The menus operate as a shell or “front end” to DOS (in the
familiar desktop metaphor form), so that, rather than typing in some
cabalistic DOS incantation, you need only point to a command to
carry it out. Programmers can use the GEM toolkit to write any
number of similar shells for DOS, or they can use it to give menu
structure to other programs.
Unlike true windowing programs, GEM is not a multitasking system,
and its ability to run programs concurrently is limited to the minimal
background tasks that work with unadorned DOS.
Although you can “pull down” and run modest applications
such as a memo pad or a calculator (for instance, in the demonstration
menu system), you can’t use GEM to make Symphony,
WordStar, PC-TALK, and dBASE III run simultaneously and slip
each other love messages. That’s the job of GEM’s big
(but still gestating) brother, Concurrent PC-DOS (as Digital Research
would have it), or of TopView and the other windowing systems.

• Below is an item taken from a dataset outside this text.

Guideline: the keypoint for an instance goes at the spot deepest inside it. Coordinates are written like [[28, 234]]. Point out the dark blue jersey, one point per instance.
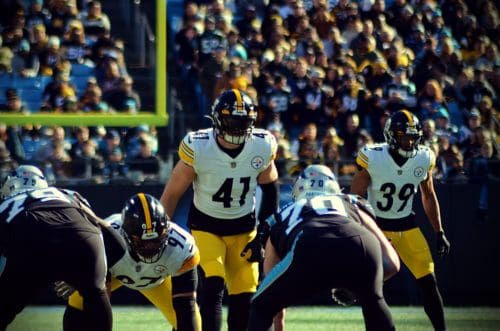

According to Digital Research, the GEM routines are compatible
with all windowing systems.
Don’t expect to find this GEM on your dealer’s
shelves, however. It is not targeted for individual computer
owners – at least for now. Instead, Digital Research is
targeting hardware OEMs and software developers. In January,
Digital Research will start selling GEM to software houses
wanting to take advantage of this development system for a minimal
fee of $400 to $500. That’s it – no recurring license
fees, even though the GEM routines may be distributed with
the finished software. Digital Research hopes that will tempt
developers to get new, GEM-based software out on the
market and help GEM to become a de facto software standard,
much like CP/M.
In February, Digital Research will begin marketing GEM
applications to consumers, including GEM-Draw, GEM-Word-Chart
and GEM-Graph. But Digital Research’s pot of gold will
be writing and licensing custom versions of the BIOS-like
machine-specific part of GEM for hardware manufacturers.
According to Digital Research, the customers are already lining up.